Mayor-elect Eric Garcetti is preaching a gospel of civic rebirth in appearances across Los Angeles while gently lowering expectations about how much City Hall, and he himself, can do to bring about change.
Join us at 9 a.m. when we talk with Times reporter Catherine Saillant about the balance Garcetti is aiming to strike with audiences hopeful after a campaign filled with promises of change, while acknowledging the tough reality of chronic ills like clogged freeways and underperforming schools.
In a city of 4 million, "I can't be everywhere, I won't be everywhere and do a good job," Garcetti told a crowd of about 250 at Cal State Northridge on Wednesday, one in a series of "Back to Basics" forums in the weeks before he replaces outgoing Mayor Antonio Villaraigosa on July 1.
Garcetti is telling audiences that his administration will be engaged and visible in neighborhoods and that he will focus on bringing them jobs, restoring services and making City Hall a more user-friendly place.
But he's also warning Angelenos that addressing those challenges, as well as long-term issues like clogged freeways and underperforming schools, will take sustained and cooperative efforts.

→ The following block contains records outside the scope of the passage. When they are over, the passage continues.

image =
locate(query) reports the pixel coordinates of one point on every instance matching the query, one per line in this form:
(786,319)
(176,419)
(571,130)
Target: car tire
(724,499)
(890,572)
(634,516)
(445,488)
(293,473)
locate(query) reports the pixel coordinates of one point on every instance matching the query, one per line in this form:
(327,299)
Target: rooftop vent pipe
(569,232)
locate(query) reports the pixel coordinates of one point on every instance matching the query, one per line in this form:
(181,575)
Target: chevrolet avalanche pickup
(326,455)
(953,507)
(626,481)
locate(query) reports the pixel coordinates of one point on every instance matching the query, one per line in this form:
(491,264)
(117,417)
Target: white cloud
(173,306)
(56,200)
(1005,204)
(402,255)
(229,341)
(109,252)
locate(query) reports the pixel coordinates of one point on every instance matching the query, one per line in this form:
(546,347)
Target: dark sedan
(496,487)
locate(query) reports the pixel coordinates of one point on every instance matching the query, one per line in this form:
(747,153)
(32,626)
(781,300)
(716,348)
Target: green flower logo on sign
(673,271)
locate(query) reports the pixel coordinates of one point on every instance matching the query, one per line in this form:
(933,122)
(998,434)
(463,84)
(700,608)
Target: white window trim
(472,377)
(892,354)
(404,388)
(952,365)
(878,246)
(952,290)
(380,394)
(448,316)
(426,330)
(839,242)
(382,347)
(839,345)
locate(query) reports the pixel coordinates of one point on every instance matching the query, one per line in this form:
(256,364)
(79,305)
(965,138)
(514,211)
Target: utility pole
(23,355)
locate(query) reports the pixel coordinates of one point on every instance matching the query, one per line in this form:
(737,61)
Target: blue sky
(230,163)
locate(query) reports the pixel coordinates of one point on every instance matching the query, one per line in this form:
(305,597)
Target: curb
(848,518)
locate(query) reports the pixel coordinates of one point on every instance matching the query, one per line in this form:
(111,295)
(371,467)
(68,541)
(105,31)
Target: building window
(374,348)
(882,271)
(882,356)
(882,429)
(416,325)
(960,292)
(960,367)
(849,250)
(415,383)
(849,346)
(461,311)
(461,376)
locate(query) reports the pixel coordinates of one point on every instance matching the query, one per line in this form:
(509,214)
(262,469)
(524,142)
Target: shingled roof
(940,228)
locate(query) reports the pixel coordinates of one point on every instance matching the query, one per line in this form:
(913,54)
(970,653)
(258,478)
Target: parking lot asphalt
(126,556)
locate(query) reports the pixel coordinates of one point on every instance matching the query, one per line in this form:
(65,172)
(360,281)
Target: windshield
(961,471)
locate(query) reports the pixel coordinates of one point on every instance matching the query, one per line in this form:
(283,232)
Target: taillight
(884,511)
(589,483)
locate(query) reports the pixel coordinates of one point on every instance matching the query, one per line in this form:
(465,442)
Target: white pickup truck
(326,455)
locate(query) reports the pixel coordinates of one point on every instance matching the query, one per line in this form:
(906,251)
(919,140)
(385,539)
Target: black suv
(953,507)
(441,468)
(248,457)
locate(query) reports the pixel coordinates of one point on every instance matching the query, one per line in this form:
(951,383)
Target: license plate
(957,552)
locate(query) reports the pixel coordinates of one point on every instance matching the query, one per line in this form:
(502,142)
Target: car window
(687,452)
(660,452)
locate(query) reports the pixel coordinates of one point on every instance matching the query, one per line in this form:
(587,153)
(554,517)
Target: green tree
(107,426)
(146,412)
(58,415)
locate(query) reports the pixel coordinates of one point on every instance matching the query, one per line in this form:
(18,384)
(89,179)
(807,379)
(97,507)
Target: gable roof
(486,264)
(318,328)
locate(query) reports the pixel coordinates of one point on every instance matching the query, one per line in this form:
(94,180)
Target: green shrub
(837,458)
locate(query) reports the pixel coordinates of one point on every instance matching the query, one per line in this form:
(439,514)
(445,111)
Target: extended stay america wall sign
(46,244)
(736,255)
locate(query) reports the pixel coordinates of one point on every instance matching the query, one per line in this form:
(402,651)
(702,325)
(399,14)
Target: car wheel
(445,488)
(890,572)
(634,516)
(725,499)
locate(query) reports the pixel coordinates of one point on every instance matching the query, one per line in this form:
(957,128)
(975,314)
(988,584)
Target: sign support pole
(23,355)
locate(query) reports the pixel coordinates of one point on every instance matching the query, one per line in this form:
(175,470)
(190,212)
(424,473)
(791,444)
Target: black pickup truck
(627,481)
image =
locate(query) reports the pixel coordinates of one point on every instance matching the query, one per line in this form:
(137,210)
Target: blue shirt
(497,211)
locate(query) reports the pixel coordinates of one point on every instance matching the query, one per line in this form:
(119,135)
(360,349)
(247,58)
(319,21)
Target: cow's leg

"Don't look for the mayor to do it all," he said. "Don't look for the mayor's staff to do it all. Don't look for our city employees to do it all. Because I need you all to be part of doing it."
Raphael Sonenshein of the Pat Brown Institute of Public Affairs at Cal State Los Angeles said the tour is a smart move for Garcetti, who is still defining himself to a city that largely still does not know him.